L’auteure, Meryem Mouna, est actuellement déployée au Maroc en tant que conseillère juridique volontaire dans le cadre du projet « Protection des enfants, femmes et autres collectivités vulnérables (PRODEF) », mis en œuvre par le Bureau international des droits des enfants et Avocats sans frontières Canada (ASFC), grâce à l’appui financier du gouvernement du Canada accordé par l’entremise d’Affaires mondiales Canada. Meryem est accueillie par l’association Bayti, partenaire de l’IBCR au Maroc.
Depuis le début de mon mandat de Conseillère juridique, j’ai assisté l’association Bayti dans sa démarche de soutien à l’adoption d’un statut juridique au Maroc pour encadrer le placement en famille d’accueil des enfants en situation d’abandon, privés de protection familiale. Tous les enfants devraient en effet avoir le droit de grandir au sein d’une famille, tel que stipulé dans l’article 6 de la Convention relative aux droits de l’enfant (CDE). Le vide juridique qui existe au Maroc concernant le statut de famille d’accueil a poussé cinq associations de protection de l’enfance à fonder en 2017 le Collectif Marocain de Placement en Famille d’Accueil. Composé des associations ANIR et Bayti, de la fondation AMANE, du bureau régional de la Ligue Marocaine pour la Protection de l’Enfance de Taroudant et de SOS Villages Enfants Maroc, ce collectif vise à défendre auprès de l’Etat Marocain l’adoption d’un cadre juridique clair pour les questions de placement en famille d’accueil.
Notons qu’au Maroc les enfants sont souvent placés dans des institutions en raison de l’insuffisance de mesures alternatives, notamment l’absence de dispositifs pour réglementer les familles d’accueil. En 2016, 11 373 enfants ont été placés dans des établissements de protection pour les enfants en situation difficile . Le nombre d’enfants privés de leur milieu familial ou en situation d’abandon est en augmentation, en témoigne la multiplication des établissements de protection, dont le nombre aurait doublé depuis 2005. Ces mesures ne sont pas toujours les plus adaptées pour les enfants. Le rapport du Conseil national des droits de l’Homme de 2010 déplore ainsi la précarité des conditions de vie au sein des Centres de sauvegarde de l’enfant, dont les normes ne sont pas conformes aux standards internationaux en matière de protection et prise en charge .
Pourtant le gouvernement marocain n’a cessé de réitérer au niveau national et international son engagement en matière de protection de l’enfant.
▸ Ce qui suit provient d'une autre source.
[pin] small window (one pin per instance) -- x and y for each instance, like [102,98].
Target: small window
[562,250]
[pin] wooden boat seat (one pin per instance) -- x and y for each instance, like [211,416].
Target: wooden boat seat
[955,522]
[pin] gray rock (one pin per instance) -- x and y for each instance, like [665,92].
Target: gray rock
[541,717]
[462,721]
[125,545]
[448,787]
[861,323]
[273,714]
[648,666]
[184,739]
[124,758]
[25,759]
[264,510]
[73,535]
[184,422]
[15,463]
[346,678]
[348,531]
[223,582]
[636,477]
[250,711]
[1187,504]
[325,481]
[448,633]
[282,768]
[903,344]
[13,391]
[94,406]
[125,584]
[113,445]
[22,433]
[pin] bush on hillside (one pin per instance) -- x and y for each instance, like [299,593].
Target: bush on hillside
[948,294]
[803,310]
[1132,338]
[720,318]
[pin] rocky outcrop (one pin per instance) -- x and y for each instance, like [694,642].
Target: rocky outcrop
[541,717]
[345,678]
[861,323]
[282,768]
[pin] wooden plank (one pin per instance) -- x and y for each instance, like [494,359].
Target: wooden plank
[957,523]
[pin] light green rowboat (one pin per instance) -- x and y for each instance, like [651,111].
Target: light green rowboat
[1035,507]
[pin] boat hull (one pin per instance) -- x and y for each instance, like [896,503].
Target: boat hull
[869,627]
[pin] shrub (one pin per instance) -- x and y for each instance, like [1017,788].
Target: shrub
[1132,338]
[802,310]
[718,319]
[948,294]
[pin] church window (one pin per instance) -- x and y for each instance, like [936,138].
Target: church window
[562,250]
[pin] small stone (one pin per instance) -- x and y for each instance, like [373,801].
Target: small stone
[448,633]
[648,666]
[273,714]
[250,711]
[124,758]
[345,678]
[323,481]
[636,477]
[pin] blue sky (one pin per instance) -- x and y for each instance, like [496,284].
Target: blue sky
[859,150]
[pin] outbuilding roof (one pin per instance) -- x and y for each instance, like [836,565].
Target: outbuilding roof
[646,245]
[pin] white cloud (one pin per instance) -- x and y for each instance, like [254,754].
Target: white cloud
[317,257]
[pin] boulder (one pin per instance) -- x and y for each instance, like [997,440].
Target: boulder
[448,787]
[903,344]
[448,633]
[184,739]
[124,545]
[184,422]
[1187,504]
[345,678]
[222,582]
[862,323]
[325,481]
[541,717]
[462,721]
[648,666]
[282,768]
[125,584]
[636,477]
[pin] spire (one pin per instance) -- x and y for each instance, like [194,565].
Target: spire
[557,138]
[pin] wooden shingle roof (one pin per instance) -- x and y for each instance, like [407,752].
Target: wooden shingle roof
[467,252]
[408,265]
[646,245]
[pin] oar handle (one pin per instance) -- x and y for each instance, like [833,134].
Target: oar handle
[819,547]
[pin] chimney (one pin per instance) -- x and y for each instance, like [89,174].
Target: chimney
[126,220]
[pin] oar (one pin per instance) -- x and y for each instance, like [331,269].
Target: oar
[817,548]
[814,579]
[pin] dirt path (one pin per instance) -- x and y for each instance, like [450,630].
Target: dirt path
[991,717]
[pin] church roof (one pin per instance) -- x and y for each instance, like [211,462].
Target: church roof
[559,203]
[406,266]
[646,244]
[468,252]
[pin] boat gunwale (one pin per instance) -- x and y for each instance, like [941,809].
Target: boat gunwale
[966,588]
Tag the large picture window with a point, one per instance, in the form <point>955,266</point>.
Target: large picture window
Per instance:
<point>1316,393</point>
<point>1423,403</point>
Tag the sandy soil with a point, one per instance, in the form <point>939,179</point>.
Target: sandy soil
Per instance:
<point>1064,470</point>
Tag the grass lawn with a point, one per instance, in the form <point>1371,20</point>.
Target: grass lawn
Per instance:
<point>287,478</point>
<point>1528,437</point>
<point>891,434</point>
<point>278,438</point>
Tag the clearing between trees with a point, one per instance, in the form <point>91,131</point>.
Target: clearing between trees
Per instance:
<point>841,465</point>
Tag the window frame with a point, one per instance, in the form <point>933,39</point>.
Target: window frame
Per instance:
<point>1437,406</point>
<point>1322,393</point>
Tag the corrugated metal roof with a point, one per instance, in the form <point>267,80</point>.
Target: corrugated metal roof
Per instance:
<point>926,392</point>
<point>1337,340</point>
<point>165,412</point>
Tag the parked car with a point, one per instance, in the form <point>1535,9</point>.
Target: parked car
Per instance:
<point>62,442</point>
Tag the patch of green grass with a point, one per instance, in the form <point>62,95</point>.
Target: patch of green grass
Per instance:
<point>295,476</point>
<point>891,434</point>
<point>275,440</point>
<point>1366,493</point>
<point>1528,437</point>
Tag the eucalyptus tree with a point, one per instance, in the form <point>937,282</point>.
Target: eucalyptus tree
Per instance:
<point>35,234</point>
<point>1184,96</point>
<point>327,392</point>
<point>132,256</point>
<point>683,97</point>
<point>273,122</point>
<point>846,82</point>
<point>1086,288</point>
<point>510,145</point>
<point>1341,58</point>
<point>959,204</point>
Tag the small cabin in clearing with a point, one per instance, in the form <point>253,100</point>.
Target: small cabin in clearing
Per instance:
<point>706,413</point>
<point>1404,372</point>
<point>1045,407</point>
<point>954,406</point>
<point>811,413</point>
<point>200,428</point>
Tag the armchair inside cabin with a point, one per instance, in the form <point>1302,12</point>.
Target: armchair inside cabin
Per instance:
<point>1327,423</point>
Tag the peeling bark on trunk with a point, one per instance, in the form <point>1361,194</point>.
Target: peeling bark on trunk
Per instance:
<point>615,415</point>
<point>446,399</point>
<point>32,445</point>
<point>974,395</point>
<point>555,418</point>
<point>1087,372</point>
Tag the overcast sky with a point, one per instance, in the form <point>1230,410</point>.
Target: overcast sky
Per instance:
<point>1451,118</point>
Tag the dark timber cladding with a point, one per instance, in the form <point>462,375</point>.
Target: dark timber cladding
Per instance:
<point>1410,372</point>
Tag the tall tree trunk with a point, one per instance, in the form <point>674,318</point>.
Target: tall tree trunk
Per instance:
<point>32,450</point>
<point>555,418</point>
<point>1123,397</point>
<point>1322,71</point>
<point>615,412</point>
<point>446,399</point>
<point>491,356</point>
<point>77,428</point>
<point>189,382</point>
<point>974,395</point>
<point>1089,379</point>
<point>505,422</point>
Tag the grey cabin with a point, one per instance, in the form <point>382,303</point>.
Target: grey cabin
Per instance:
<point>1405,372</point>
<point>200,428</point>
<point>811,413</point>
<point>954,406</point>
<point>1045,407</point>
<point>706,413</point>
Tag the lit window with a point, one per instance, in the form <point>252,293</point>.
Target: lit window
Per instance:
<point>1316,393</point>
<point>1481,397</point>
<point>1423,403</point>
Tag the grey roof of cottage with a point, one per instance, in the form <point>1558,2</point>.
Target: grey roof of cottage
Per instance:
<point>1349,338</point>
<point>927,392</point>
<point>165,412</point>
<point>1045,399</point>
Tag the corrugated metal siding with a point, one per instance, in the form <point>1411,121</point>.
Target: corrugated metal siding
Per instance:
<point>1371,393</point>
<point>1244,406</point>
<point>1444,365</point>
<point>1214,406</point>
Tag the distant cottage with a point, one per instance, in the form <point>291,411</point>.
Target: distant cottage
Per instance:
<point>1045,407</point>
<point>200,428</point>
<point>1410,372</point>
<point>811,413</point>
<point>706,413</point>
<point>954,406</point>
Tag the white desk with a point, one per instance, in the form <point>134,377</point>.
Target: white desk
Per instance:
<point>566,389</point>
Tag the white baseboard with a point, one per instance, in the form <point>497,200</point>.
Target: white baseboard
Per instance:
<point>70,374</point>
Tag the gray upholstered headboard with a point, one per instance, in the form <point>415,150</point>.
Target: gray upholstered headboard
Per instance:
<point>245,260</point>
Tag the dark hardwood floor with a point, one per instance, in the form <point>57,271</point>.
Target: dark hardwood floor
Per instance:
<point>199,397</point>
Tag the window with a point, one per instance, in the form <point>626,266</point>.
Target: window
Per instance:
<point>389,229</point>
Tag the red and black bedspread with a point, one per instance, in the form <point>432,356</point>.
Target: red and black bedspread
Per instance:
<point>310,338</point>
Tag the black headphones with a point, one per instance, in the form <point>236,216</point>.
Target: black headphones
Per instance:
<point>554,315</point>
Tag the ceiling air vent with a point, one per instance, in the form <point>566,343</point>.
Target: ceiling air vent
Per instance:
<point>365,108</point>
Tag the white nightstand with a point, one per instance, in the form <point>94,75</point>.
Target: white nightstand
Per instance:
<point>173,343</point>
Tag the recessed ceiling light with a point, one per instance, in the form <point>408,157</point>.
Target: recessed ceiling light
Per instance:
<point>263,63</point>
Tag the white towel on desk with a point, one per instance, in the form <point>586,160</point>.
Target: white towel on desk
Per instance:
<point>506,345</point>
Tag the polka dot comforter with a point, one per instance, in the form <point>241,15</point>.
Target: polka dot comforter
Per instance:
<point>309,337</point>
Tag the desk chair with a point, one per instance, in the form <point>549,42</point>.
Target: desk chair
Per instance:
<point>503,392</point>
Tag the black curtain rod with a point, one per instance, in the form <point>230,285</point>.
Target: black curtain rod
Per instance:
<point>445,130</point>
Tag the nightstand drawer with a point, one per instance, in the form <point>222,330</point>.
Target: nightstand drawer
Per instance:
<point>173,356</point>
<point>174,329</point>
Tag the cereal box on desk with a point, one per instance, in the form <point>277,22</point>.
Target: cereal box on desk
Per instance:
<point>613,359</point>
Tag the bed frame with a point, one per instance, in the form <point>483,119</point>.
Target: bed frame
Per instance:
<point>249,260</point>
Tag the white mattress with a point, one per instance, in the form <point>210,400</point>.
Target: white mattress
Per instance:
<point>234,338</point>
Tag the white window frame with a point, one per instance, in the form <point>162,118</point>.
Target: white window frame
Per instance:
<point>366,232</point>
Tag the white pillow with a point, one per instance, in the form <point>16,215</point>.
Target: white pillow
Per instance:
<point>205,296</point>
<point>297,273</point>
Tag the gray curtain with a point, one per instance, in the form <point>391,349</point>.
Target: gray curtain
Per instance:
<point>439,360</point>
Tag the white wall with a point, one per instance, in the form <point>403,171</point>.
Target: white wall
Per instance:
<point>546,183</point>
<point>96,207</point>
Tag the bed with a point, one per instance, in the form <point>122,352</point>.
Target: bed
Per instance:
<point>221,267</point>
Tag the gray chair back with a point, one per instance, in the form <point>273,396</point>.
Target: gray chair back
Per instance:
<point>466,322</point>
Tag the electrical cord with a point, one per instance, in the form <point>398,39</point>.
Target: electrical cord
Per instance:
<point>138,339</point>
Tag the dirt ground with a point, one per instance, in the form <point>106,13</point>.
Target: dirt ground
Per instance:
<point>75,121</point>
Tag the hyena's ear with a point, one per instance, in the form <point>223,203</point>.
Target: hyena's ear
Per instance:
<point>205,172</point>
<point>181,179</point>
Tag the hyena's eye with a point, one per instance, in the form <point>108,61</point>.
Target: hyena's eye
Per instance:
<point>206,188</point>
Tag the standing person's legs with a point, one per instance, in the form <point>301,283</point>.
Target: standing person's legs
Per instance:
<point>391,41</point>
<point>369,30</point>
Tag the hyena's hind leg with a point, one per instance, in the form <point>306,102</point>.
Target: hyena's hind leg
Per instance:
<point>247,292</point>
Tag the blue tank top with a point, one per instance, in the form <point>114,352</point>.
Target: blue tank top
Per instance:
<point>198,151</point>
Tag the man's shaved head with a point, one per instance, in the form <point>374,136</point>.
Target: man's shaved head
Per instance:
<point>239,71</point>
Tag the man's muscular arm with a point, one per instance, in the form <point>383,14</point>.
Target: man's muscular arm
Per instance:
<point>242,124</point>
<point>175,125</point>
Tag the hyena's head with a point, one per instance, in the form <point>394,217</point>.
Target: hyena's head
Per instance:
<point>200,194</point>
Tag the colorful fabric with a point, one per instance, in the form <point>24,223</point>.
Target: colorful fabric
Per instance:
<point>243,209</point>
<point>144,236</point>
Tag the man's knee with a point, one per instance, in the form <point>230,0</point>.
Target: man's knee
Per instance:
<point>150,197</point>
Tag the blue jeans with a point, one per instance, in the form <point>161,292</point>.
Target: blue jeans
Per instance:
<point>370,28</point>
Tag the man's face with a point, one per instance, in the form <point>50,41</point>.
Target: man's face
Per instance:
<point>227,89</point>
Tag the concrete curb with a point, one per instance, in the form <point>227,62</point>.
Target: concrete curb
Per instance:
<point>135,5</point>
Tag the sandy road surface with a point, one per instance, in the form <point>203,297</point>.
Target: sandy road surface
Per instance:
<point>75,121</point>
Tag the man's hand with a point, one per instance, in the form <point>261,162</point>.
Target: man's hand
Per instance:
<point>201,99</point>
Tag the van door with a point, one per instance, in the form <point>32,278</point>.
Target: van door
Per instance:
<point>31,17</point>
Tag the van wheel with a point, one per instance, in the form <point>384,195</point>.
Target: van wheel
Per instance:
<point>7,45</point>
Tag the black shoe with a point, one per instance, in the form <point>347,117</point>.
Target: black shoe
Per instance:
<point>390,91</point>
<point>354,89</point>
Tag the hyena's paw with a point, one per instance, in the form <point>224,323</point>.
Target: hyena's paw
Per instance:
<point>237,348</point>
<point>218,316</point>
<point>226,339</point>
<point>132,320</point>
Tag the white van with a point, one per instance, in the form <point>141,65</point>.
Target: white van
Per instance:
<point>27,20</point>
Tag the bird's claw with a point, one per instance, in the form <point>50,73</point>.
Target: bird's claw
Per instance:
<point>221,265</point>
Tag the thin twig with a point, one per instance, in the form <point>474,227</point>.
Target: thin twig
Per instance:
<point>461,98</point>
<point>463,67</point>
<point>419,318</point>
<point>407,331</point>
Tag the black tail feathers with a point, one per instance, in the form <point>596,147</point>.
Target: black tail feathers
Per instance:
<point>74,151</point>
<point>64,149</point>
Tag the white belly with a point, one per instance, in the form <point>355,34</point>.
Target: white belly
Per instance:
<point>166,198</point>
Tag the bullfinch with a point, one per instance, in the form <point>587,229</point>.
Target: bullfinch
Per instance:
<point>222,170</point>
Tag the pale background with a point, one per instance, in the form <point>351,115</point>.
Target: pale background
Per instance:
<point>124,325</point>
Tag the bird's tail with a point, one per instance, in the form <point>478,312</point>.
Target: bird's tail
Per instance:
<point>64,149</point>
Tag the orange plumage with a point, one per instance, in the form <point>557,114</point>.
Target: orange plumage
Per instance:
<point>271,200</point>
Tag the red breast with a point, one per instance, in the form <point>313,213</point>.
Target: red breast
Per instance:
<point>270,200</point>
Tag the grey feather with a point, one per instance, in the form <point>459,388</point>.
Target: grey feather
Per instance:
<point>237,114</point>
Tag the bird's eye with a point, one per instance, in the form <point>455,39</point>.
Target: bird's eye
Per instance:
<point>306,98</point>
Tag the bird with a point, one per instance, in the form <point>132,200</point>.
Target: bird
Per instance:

L’élaboration d’une loi cadrant le dispositif famille d’accueil a même été inscrite dans le Programme national de mise en œuvre de la Politique Publique Intégrée de Protection de l’Enfance, en tant qu’objectif stratégique pour la période 2015-2020 . Le Comité des droits de l’enfant des Nations Unies a également imploré : « d’achever le processus d’adoption du projet de loi sur la protection de remplacement en accordant la priorité à d’autres solutions que le placement en institution, en particulier au placement auprès d’un parent, au placement en famille d’accueil et au renforcement des programmes visant à prévenir le placement dans des structures de remplacement » . Toutefois, alors que l’échéance pour déposer le prochain rapport périodique auprès de ce dernier est fixée au 20 juillet 2020, le placement des enfants en institution reste encore la mesure la plus répandue dans le pays.
Rappelons également qu’en 2012, une ébauche de texte juridique sur la famille d’accueil a été élaborée par des juges et des associations de protection de l’enfance, puis déposée auprès du Ministère de la Justice et du Ministère de la Famille, de la Solidarité, de l’Égalité, et du Développement social. Cependant, cette proposition est restée lettre morte.
Les associations de protection de l’enfance ont toutefois été proactives en matière de placements d’enfants en familles d’accueil. Historiquement, un dispositif pilote a été mis en place en 2008 par Bayti, rejoint ensuite par les associations fondatrices du Collectif de Placement en Famille d’Accueil, qui œuvrent désormais ensemble pour la mise en place d’un cadre juridique et procédural encadrant cette pratique. Les associations s’appuient sur l’article 471 du Code de procédure pénale qui prévoit la possibilité de confier des enfants à une « personne tierce digne de confiance » . Les membres du Collectif mènent conjointement un plaidoyer pour que tous les enfants aient la chance de s’épanouir au sein d’une famille.
C’est donc à l’occasion de la Journée nationale marocaine des droits de l’enfant le 25 mai et de la Journée internationale des familles le 15 mai, que j’ai pu participer à l’organisation du lancement officiel du Collectif, qui a fait salle comble et suscité l’engouement des journalistes.